There was an interesting split among the members of the Supreme Court in reasoning and result: Elias CJ and Blanchard J voted to dismiss the appeal, but adopted the reasoning of Tipping and Wilson JJ who voted to allow the appeal, rather than the minority reasoning of McGrath J who also voted to dismiss.


Essentially, the majority reasoning held that an offer would lapse if there was a fundamental change of circumstances post-offer, analogous to the doctrine of frustration, but Elias CJ and Blanchard J considered that, on the facts, since Nielsen did not expressly provide for what would happen to the offer if leave were granted, he must have regarded the offer as capable of acceptance even in those circumstances, and the "fundamental change of circumstances" test was therefore not met.
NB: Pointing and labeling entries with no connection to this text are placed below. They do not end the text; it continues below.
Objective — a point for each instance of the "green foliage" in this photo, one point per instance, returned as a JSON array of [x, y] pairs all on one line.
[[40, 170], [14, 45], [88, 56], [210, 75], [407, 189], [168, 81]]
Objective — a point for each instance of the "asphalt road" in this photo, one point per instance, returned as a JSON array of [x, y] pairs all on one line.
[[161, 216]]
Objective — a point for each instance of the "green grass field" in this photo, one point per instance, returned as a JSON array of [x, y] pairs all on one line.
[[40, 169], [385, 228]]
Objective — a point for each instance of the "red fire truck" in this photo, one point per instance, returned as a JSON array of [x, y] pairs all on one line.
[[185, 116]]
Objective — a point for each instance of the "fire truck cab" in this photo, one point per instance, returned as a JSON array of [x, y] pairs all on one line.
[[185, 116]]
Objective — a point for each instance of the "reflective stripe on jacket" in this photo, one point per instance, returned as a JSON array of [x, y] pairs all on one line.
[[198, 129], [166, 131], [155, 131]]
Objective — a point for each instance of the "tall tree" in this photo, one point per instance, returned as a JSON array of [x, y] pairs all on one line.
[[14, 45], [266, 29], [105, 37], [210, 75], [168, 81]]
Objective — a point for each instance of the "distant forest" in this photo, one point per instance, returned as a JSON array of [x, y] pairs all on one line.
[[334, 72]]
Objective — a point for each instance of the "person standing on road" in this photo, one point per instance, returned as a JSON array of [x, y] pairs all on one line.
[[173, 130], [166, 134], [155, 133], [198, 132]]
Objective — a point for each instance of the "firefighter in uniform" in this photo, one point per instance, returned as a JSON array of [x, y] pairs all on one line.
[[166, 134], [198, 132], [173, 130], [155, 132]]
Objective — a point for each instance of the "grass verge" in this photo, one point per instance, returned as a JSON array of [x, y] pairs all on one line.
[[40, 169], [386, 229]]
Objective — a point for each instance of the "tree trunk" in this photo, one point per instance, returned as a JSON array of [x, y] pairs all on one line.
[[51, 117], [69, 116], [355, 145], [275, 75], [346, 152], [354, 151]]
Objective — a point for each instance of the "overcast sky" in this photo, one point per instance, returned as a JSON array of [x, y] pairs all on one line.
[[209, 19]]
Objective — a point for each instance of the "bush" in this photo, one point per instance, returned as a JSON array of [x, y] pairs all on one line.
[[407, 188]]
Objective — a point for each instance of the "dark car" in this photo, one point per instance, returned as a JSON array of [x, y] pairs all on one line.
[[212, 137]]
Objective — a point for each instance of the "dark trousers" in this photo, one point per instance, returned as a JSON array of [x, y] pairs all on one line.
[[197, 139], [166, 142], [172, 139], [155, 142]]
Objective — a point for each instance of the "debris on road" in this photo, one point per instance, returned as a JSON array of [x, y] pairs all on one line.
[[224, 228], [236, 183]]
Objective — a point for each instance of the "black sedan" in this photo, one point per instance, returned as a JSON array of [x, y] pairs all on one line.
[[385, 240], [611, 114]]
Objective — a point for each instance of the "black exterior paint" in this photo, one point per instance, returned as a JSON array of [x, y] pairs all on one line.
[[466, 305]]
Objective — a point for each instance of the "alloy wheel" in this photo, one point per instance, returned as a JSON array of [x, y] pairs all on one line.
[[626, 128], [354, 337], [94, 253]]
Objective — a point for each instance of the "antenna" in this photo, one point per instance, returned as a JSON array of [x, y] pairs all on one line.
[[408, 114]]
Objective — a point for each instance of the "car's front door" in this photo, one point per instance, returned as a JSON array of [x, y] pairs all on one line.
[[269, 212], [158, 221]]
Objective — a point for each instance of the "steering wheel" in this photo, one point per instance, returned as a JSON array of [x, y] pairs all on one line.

By contrast, McGrath J considered that this "rule of law" approach was inappropriate, and preferred a "construction" or "implied term" approach, under which an offer was to be interpreted in much the same way a contract is interpreted, to discover whether a condition precedent should be implied into the offer on the basis of the usual tests for implied terms.


An interesting case on the extent to which contractual techniques can be applied to pre-contractual disputes, and for that reason I am not sure how far either the analogy to frustration or to implied terms can be pressed in such a situation.